The airport rescue and fire fighting unit was immediately deployed to assist the post-crash evacuation. Due to the steep terrain 155 meters from the end of runway 35, the rescuers had to turn back and use the airport’s main road to reach the aircraft. The accident site was in an area of shallow muddy water surrounded by mangrove vegetation.

Seven safety recommendations were issued:

1) The Directorate General Civil of Aviation (DGCA) should ensure that Merpati Nusantara Airlines Operational Specifications and other technical and operational safety requirements are met.

2) DGCA should urgently review the Rendani Airport, Manokwari runway complex, to ensure that the runway end safety areas (RESA) meet the dimension Standards prescribed in ICAO Annex 14.

3) DGCA should urgently review all airports involving Part 121 and 135 operations, to ensure that the runway end safety areas (RESA) meet the dimension Standards prescribed in ICAO Annex 14.

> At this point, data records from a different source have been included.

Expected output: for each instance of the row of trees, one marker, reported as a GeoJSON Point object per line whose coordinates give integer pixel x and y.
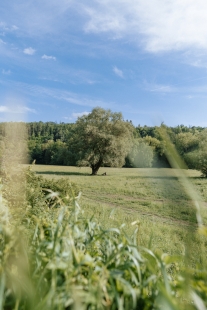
{"type": "Point", "coordinates": [103, 138]}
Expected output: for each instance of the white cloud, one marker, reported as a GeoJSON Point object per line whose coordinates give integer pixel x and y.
{"type": "Point", "coordinates": [16, 109]}
{"type": "Point", "coordinates": [161, 88]}
{"type": "Point", "coordinates": [160, 26]}
{"type": "Point", "coordinates": [76, 115]}
{"type": "Point", "coordinates": [118, 72]}
{"type": "Point", "coordinates": [3, 108]}
{"type": "Point", "coordinates": [48, 57]}
{"type": "Point", "coordinates": [2, 42]}
{"type": "Point", "coordinates": [29, 51]}
{"type": "Point", "coordinates": [6, 72]}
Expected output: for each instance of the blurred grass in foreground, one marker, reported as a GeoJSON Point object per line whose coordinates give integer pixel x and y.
{"type": "Point", "coordinates": [55, 256]}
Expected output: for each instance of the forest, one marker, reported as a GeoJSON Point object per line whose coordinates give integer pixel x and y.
{"type": "Point", "coordinates": [49, 144]}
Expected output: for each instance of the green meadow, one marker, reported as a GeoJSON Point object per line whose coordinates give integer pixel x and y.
{"type": "Point", "coordinates": [156, 198]}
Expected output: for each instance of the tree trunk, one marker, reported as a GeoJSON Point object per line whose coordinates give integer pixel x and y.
{"type": "Point", "coordinates": [95, 168]}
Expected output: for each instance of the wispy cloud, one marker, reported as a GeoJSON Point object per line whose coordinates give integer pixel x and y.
{"type": "Point", "coordinates": [6, 72]}
{"type": "Point", "coordinates": [2, 42]}
{"type": "Point", "coordinates": [161, 88]}
{"type": "Point", "coordinates": [16, 109]}
{"type": "Point", "coordinates": [48, 57]}
{"type": "Point", "coordinates": [160, 26]}
{"type": "Point", "coordinates": [76, 115]}
{"type": "Point", "coordinates": [118, 72]}
{"type": "Point", "coordinates": [59, 94]}
{"type": "Point", "coordinates": [29, 51]}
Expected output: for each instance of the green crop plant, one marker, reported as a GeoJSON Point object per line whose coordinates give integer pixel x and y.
{"type": "Point", "coordinates": [59, 259]}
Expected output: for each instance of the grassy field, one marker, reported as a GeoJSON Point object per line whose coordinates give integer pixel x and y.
{"type": "Point", "coordinates": [154, 197]}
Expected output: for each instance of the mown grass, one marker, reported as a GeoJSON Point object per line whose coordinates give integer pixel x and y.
{"type": "Point", "coordinates": [155, 197]}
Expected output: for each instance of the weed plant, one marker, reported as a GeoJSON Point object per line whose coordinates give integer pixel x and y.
{"type": "Point", "coordinates": [53, 256]}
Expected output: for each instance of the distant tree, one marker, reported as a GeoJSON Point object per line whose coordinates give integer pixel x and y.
{"type": "Point", "coordinates": [101, 138]}
{"type": "Point", "coordinates": [201, 159]}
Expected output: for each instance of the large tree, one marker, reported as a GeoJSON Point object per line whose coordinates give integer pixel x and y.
{"type": "Point", "coordinates": [101, 138]}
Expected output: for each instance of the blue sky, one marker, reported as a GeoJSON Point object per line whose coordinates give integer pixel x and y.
{"type": "Point", "coordinates": [61, 58]}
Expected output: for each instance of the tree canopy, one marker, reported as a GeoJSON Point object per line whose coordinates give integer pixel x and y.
{"type": "Point", "coordinates": [101, 138]}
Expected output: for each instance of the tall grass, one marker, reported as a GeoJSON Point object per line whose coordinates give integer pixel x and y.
{"type": "Point", "coordinates": [54, 256]}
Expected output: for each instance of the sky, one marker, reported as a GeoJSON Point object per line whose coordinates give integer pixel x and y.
{"type": "Point", "coordinates": [61, 58]}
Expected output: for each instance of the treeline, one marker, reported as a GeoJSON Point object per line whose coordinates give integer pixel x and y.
{"type": "Point", "coordinates": [47, 143]}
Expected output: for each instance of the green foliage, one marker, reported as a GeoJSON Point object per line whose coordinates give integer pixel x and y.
{"type": "Point", "coordinates": [101, 138]}
{"type": "Point", "coordinates": [60, 259]}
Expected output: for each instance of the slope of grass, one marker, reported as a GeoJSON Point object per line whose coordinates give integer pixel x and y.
{"type": "Point", "coordinates": [155, 197]}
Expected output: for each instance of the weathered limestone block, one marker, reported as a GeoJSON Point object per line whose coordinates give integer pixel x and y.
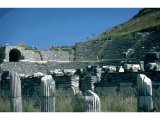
{"type": "Point", "coordinates": [48, 94]}
{"type": "Point", "coordinates": [15, 92]}
{"type": "Point", "coordinates": [144, 92]}
{"type": "Point", "coordinates": [92, 102]}
{"type": "Point", "coordinates": [152, 67]}
{"type": "Point", "coordinates": [69, 72]}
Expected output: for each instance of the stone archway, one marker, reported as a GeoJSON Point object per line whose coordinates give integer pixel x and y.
{"type": "Point", "coordinates": [14, 55]}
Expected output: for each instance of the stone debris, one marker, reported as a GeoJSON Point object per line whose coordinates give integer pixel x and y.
{"type": "Point", "coordinates": [92, 102]}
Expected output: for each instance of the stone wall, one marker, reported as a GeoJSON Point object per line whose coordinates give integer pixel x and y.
{"type": "Point", "coordinates": [31, 55]}
{"type": "Point", "coordinates": [56, 56]}
{"type": "Point", "coordinates": [26, 68]}
{"type": "Point", "coordinates": [9, 48]}
{"type": "Point", "coordinates": [2, 53]}
{"type": "Point", "coordinates": [29, 68]}
{"type": "Point", "coordinates": [88, 51]}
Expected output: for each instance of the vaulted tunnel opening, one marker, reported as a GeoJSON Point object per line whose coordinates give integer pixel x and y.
{"type": "Point", "coordinates": [14, 55]}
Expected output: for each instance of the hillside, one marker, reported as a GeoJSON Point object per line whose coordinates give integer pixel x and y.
{"type": "Point", "coordinates": [146, 18]}
{"type": "Point", "coordinates": [141, 33]}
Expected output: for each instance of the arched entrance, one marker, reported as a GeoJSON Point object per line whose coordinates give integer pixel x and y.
{"type": "Point", "coordinates": [14, 55]}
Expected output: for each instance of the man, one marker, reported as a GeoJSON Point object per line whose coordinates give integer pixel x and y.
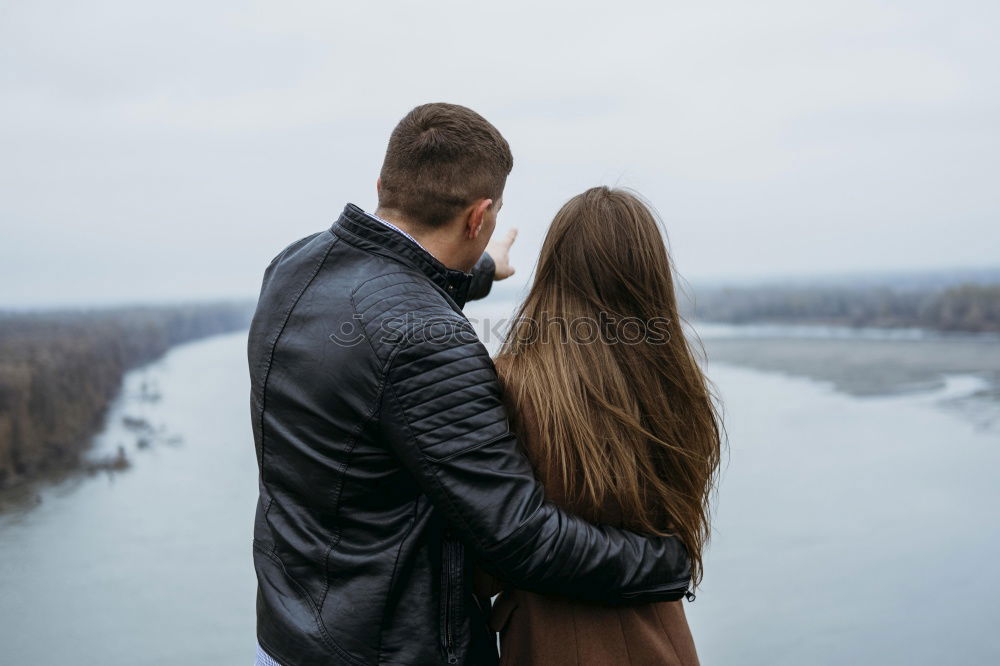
{"type": "Point", "coordinates": [385, 457]}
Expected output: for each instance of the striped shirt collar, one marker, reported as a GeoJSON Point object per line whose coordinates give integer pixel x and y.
{"type": "Point", "coordinates": [395, 228]}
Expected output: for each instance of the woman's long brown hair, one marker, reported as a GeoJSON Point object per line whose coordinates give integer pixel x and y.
{"type": "Point", "coordinates": [598, 356]}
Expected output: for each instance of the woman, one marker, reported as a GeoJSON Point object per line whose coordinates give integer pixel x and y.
{"type": "Point", "coordinates": [617, 419]}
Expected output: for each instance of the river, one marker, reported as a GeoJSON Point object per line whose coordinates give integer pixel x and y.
{"type": "Point", "coordinates": [849, 530]}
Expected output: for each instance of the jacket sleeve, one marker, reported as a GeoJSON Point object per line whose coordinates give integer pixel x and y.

4) DGCA should urgently ensure that Indonesian airports equipped with visual approach slope guidance systems, maintain the equipment to a serviceable standard.

5) DGCA should review the procedures and equipment used by airport Rescue and Fire Fighting Services to ensure that they a) meet the minimum requirements, including timeliness, specified in ICAO Annex 14; and b) meet the requirements to cover the area up to 5 NM (8 Km) from the airport perimeter.

6) Merpati should review its technical and operational safety requirements to ensure they are implemented.

7) Merpati should review equipment used by airport Rescue and Fire Fighting Services at airports in its network, to ensure that they meet the minimum requirements for Boeing 737 aircraft.